The Department of Health’s announcement of just a 0.5% increase in contract values for general dental practitioners in England for 2011/12 is a pay cut that will negatively affect their ability to invest in patient care, the British Dental Association (BDA) has warned.
The BDA demonstrated in its evidence to the Department of Health that expenses in dental practice are increasing sharply, but that warning has been disregarded, the BDA has said.
Dentists are also being asked to implement new best practice guidance for preventing oral disease in children in support of the government’s aim of reducing levels of oral disease in younger patients.
Where it is considered appropriate, parents will be offered the opportunity for their children to have fluoride varnish applied to their teeth.
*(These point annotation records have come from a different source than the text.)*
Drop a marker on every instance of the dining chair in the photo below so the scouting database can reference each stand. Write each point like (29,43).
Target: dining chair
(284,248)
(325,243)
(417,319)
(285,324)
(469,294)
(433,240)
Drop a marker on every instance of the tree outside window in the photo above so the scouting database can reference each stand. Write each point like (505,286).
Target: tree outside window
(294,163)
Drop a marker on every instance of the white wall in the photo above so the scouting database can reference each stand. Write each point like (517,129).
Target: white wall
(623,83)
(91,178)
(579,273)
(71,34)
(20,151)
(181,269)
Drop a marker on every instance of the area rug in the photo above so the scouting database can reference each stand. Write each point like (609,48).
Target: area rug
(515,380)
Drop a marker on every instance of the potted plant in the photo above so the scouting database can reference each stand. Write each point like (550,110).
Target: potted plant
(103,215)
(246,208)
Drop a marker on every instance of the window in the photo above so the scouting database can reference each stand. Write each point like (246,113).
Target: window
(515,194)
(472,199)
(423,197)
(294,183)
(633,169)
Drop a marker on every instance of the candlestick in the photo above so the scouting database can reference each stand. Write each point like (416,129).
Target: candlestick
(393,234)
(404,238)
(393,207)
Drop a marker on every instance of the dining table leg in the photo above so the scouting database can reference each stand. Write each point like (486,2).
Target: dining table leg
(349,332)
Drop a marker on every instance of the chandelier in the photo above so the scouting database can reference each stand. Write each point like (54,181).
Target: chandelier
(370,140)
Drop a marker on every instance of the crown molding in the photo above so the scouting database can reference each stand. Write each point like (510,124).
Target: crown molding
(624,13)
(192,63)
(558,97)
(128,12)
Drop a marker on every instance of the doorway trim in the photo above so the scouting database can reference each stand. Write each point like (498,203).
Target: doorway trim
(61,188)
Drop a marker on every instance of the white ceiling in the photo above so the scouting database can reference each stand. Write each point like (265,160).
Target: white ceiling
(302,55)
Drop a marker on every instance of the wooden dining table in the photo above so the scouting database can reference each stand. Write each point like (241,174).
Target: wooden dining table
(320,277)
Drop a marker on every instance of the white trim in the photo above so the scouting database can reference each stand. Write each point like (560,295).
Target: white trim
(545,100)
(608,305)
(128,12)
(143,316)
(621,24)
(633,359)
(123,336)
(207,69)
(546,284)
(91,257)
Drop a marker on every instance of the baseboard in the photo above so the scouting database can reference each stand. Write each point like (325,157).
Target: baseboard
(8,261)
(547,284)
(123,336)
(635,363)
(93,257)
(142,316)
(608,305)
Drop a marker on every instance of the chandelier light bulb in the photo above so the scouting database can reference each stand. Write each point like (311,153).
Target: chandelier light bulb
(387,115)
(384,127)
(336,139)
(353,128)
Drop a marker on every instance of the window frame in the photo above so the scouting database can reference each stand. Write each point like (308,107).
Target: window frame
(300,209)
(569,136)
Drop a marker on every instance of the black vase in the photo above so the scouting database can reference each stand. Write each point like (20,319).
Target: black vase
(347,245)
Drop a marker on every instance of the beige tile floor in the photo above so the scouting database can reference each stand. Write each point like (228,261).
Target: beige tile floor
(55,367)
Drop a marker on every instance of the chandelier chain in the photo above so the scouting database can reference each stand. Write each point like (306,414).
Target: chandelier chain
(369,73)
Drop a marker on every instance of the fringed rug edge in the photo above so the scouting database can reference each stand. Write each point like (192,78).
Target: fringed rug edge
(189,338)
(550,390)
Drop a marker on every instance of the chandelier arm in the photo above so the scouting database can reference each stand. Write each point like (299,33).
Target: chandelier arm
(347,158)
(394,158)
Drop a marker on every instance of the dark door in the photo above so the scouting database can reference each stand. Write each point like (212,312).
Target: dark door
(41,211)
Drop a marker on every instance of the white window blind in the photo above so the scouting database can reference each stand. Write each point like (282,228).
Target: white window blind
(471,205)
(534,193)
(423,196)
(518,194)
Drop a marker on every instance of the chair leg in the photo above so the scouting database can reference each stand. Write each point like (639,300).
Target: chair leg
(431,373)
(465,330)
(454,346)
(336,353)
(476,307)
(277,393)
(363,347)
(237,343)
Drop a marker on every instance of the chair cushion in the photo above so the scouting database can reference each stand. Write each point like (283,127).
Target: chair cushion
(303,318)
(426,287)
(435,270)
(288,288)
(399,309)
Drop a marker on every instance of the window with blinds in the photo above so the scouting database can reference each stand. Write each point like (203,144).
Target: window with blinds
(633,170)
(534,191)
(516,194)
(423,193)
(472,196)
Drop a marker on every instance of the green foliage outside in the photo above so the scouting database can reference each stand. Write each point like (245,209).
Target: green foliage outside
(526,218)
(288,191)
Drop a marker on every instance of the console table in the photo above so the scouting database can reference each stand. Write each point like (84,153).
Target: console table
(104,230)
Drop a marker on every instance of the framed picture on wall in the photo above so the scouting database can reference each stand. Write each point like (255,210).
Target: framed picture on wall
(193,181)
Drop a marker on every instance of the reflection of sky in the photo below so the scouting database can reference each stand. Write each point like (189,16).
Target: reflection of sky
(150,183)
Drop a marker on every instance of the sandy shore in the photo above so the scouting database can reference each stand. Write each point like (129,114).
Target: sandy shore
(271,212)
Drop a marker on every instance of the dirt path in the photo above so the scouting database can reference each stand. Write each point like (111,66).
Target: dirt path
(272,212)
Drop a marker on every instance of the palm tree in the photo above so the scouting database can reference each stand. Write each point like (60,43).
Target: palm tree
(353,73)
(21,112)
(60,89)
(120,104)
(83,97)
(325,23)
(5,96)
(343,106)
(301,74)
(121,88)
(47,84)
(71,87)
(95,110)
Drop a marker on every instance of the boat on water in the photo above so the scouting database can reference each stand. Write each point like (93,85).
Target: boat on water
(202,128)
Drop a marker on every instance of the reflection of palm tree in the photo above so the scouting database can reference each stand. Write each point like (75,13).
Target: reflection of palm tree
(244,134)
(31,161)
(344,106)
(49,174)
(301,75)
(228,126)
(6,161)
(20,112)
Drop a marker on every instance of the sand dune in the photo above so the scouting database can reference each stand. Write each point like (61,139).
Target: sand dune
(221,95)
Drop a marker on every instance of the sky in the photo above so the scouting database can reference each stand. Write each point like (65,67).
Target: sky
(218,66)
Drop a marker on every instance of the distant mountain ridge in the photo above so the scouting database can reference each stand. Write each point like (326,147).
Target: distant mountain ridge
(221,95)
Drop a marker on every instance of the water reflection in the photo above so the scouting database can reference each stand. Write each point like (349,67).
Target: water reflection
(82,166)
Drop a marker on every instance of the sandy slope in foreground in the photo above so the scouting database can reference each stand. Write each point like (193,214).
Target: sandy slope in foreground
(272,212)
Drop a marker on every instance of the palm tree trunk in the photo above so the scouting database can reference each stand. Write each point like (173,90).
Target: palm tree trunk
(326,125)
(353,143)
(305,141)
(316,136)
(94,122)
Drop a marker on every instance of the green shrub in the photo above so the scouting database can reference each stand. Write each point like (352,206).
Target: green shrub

John Milne, chair of the BDA’s general dental practice committee, said: ‘The level of this uplift is simply not enough. Dentists across England are working really hard, through a period of uncertainty, to deliver high quality care to their patients.
‘They are contending with a growing mountain of pointless bureaucracy and escalating costs on top of the effects of the efficiency savings imposed last year.
They need help to address those problems. While we support this prevention-focused activity to improve young people’s oral health, the costs of providing the extra fluoride varnish to children have not been recognised by this uplift.
‘The NHS rightly seeks to improve the quality of dental services and to increase the emphasis on disease prevention, but this cannot be done in an environment where not only are dentists incomes frozen, but the continued failure to reimburse expenses puts practices under severe financial pressure.’